Second, examples and comparative examples

TABLE 1

Examples	Electrolyte material	Annealing temperature (. degree.C.)	Annealing time (h)	Polarization current density (mA/cm)2）	Polarization temperature (. degree.C.)	Polarization time (h)
							1	YSZ	1100	2	500	800	12
2	YSZ	1100	2	200	800	12
							Comparative example 1	YSZ	1100	2	--	--	--
Comparative example 2	YSZ	1100	2	0	800	40

Note: - -indicates that the operation was not performed.

Scanning electron microscope observation of the Pt electrodes obtained in examples 1-2 and comparative example 1 revealed that the particle size of Pt particles on the Pt electrode changed, FIG. 1 is an SEM surface morphology of a Pt electrode obtained by annealing treatment in comparative example 1, wherein the Pt electrode forms a large sintered region with large particles having an average grain size of about 1.9 μm, and the size of the Pt electrode particles begins to change as polarization progresses, as can be observed by comparing fig. 1 and 2, the Pt particles of example 1 were refined after polarization treatment, wherein the average particle size of Pt particles dispersed on the surface of the electrolyte is less than 50nm (see upper right corner of FIG. 2), the average particle size of the remaining larger clusters is less than 100nm (see lower right corner of FIG. 2), fig. 4 also demonstrates that the Pt particles at the Pt electrode interface obtained in example 2 are also refined.

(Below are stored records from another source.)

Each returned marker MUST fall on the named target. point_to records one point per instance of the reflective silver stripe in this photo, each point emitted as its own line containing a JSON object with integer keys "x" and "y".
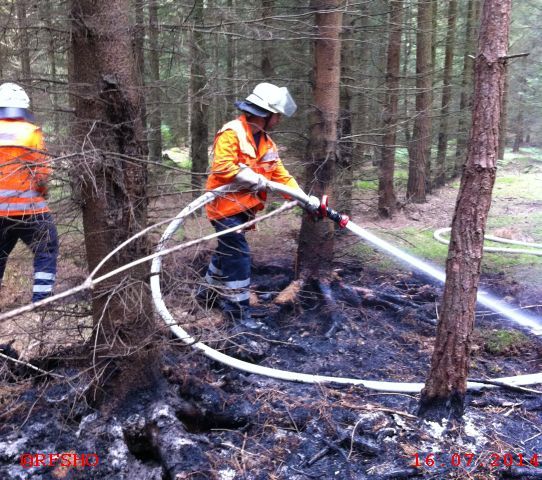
{"x": 214, "y": 269}
{"x": 42, "y": 288}
{"x": 270, "y": 156}
{"x": 19, "y": 193}
{"x": 238, "y": 297}
{"x": 44, "y": 276}
{"x": 12, "y": 207}
{"x": 237, "y": 283}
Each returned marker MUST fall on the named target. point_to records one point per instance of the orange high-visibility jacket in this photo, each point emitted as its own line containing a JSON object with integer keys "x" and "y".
{"x": 235, "y": 144}
{"x": 23, "y": 169}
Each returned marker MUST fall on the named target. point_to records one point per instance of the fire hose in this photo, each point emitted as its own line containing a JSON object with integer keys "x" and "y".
{"x": 344, "y": 222}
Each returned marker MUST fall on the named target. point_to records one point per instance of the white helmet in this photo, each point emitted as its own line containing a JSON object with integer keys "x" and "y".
{"x": 13, "y": 96}
{"x": 273, "y": 99}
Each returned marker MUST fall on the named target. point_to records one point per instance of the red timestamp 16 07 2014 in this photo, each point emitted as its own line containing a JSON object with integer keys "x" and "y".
{"x": 470, "y": 459}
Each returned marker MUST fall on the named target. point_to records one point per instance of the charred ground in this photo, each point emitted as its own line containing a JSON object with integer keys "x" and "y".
{"x": 367, "y": 320}
{"x": 213, "y": 422}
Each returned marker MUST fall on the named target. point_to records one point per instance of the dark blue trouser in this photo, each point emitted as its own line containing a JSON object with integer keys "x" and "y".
{"x": 38, "y": 232}
{"x": 229, "y": 269}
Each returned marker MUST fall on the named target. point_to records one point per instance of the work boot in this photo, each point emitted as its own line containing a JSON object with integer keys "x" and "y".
{"x": 206, "y": 296}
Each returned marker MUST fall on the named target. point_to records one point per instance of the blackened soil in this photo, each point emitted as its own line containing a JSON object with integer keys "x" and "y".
{"x": 218, "y": 423}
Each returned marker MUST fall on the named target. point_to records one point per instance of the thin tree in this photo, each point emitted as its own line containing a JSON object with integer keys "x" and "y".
{"x": 440, "y": 167}
{"x": 199, "y": 107}
{"x": 266, "y": 48}
{"x": 112, "y": 179}
{"x": 421, "y": 135}
{"x": 466, "y": 86}
{"x": 503, "y": 127}
{"x": 344, "y": 178}
{"x": 315, "y": 250}
{"x": 155, "y": 108}
{"x": 386, "y": 191}
{"x": 444, "y": 392}
{"x": 520, "y": 119}
{"x": 24, "y": 42}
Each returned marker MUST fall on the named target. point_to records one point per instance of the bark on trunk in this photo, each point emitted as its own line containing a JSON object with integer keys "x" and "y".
{"x": 344, "y": 176}
{"x": 266, "y": 46}
{"x": 112, "y": 177}
{"x": 444, "y": 391}
{"x": 386, "y": 191}
{"x": 466, "y": 88}
{"x": 421, "y": 136}
{"x": 155, "y": 108}
{"x": 440, "y": 175}
{"x": 315, "y": 251}
{"x": 24, "y": 50}
{"x": 504, "y": 116}
{"x": 199, "y": 109}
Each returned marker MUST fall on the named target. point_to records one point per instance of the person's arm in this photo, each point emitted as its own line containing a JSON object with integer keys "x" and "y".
{"x": 226, "y": 157}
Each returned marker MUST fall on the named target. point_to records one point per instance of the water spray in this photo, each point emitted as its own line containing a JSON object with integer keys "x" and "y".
{"x": 344, "y": 222}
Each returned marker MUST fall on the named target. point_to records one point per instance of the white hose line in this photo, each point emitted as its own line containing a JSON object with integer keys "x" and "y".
{"x": 438, "y": 236}
{"x": 161, "y": 308}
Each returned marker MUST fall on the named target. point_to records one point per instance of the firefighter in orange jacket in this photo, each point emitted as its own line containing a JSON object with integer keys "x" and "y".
{"x": 245, "y": 156}
{"x": 24, "y": 170}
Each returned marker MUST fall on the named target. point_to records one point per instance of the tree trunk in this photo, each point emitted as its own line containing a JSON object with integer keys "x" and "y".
{"x": 154, "y": 109}
{"x": 51, "y": 57}
{"x": 444, "y": 392}
{"x": 440, "y": 176}
{"x": 503, "y": 127}
{"x": 199, "y": 108}
{"x": 231, "y": 90}
{"x": 113, "y": 178}
{"x": 24, "y": 45}
{"x": 421, "y": 136}
{"x": 344, "y": 177}
{"x": 386, "y": 190}
{"x": 518, "y": 139}
{"x": 315, "y": 252}
{"x": 266, "y": 46}
{"x": 466, "y": 88}
{"x": 519, "y": 127}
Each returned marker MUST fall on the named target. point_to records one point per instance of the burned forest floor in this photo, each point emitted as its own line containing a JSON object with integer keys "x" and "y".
{"x": 376, "y": 320}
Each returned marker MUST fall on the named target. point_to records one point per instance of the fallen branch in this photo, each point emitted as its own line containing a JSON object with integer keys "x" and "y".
{"x": 507, "y": 386}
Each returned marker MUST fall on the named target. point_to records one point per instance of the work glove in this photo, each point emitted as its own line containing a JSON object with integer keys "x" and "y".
{"x": 249, "y": 179}
{"x": 313, "y": 205}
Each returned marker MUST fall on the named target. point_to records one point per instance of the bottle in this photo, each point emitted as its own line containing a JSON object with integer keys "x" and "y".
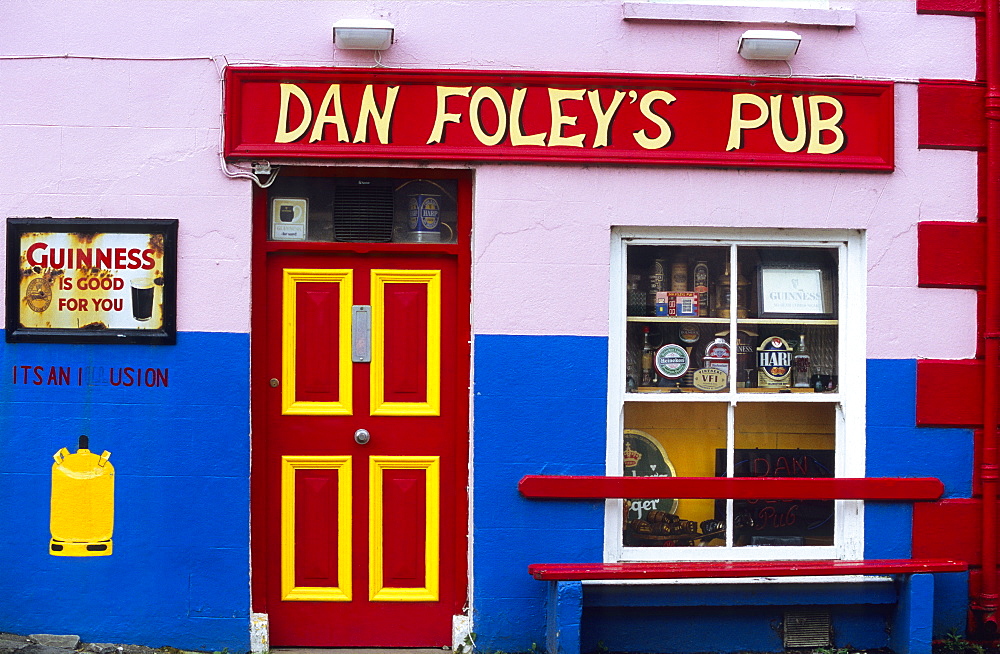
{"x": 801, "y": 365}
{"x": 701, "y": 287}
{"x": 678, "y": 275}
{"x": 647, "y": 359}
{"x": 657, "y": 280}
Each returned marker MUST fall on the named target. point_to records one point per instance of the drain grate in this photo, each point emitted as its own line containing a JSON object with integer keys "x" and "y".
{"x": 807, "y": 628}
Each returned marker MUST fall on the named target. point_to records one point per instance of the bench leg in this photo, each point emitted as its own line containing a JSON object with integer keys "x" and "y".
{"x": 564, "y": 610}
{"x": 914, "y": 620}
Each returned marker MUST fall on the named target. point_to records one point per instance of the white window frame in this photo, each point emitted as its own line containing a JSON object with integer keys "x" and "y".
{"x": 849, "y": 400}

The polarization process of the embodiment 1-2 is detected by adopting a three-electrode method to obtain figures 3 and 5, and it can be seen from the two figures that the polarization resistance Rp of the battery is continuously reduced along with the progress of the polarization process, which proves that the electrocatalytic activity of the electrode is continuously improved, so that the polarization treatment process can effectively reduce the particle size of Pt particles, and more Pt particles can be covered between the electrode/electrolyte interface on the Pt electrode, thereby increasing the length of a three-phase interface and improving the electrocatalytic activity of the electrode. After the Pt electrode prepared in comparative example 2 is subjected to resistance detection, referring to fig. 6, since comparative example 2 is not treated by the method of the present invention, the polarization resistance Rp of the Pt electrode increases with time when the stability test is performed under the condition of no applied current, which also proves that the Pt electrode treated by the method of the present invention has the advantages of good electrochemical activity and high stability.

Finally, it should be noted that the above embodiments are only used for illustrating the technical solutions of the present invention and not for limiting the technical solutions, and those skilled in the art should understand that modifications or equivalent substitutions can be made on the technical solutions of the present invention without departing from the spirit and scope of the technical solutions, and all that should be covered by the claims of the present invention.